Zelenskyy also urged Americans to look to their own history in trying to understand what Ukrainians are going through, invoking the “I Have a Dream” speech by Martin Luther King Jr. but also the Pearl Harbor and Sept. 11 attacks.
“Remember Pearl Harbor. The terrible morning of December 7, 1941, when your sky was black from the planes attacking you. Just remember it,” Zelenskyy said. “Remember September 11, a terrible day in 2001 when evil tried to turn your cities, independent territories, in battlefields, when innocent people were attacked, attacked from air, yes.
"Just like nobody else expected it, you could not stop it,” he continued. “Our country experiences the same every day, right now, at this moment every night for three weeks now.”
Zelenskyy spoke one day after President Joe Biden signed into law a massive spending package that included $13.6 billion in military and humanitarian aid for Ukraine. At Congress’s urging, Biden also ordered a U.S. ban on imports of oil and other Russian energy products on the heels of sanctions that have hobbled Russia’s economy and financial institutions.
In his speech, Zelenskyy thanked the U.S. for the recent aid package, but he wants Biden and other world leaders to go further.
After Zelenskyy’s address to Congress, Biden is expected to announce details of U.S. military aid for Ukraine, two U.S. officials said.
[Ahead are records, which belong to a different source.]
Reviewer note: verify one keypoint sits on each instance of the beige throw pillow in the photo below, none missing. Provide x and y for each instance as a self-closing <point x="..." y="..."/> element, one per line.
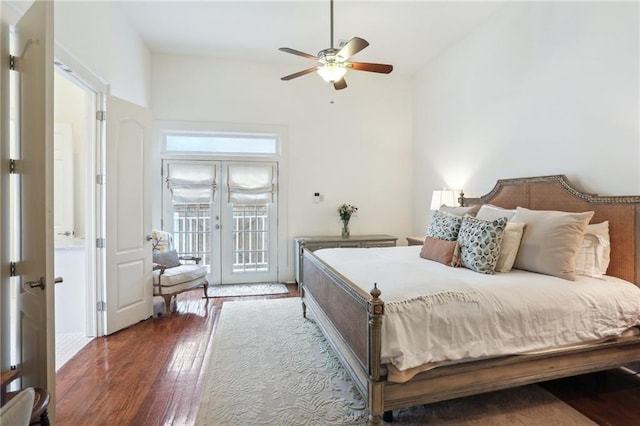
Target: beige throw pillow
<point x="460" y="211"/>
<point x="442" y="251"/>
<point x="491" y="212"/>
<point x="510" y="245"/>
<point x="595" y="252"/>
<point x="550" y="241"/>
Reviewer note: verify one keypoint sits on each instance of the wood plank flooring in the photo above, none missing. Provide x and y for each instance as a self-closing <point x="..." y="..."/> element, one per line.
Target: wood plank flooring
<point x="152" y="374"/>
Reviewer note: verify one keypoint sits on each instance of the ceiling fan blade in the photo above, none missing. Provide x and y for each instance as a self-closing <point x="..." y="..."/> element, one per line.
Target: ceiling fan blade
<point x="297" y="52"/>
<point x="299" y="74"/>
<point x="340" y="84"/>
<point x="365" y="66"/>
<point x="352" y="47"/>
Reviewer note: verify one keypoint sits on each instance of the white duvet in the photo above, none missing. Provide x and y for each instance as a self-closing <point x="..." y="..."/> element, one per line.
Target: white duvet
<point x="437" y="313"/>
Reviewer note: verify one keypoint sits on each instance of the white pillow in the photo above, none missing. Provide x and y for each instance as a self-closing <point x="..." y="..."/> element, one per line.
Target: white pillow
<point x="550" y="241"/>
<point x="491" y="212"/>
<point x="594" y="255"/>
<point x="510" y="245"/>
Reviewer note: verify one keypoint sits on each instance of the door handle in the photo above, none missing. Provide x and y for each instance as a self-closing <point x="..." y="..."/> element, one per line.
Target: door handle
<point x="33" y="284"/>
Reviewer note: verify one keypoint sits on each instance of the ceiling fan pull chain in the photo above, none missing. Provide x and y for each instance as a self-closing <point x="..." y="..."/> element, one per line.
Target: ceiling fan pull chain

Zelenskyy’s speech, which was livestreamed for the public, comes at a perilous moment for Ukraine. The war, now entering its fourth week, has killed hundreds of Ukrainians and forced nearly 3 million refugees to flee to neighboring countries.
In the capital, Kyiv, Mayor Vitali Klitschko imposed a 35-hour curfew Tuesday after Russian missile strikes destroyed apartment buildings and caused deaths.
Kyiv faces a “difficult and dangerous moment,” Klitschko said.
Before the speech, lawmakers said they were eager to hear what specific needs Zelenskyy has and how he thinks the U.S. can help Ukraine win the war.
“He’s got this one opportunity with us,” said Sen. Tommy Tuberville, R-Ala., who met with Zelenskyy in Ukraine last year.
“Putin’s in a little bit of a corner, because he can’t back out,” Tuberville said. But Zelenskyy is “the guy that’s really in a corner and is being encircled every day. They’re coming after him. We all know that, and he knows that.”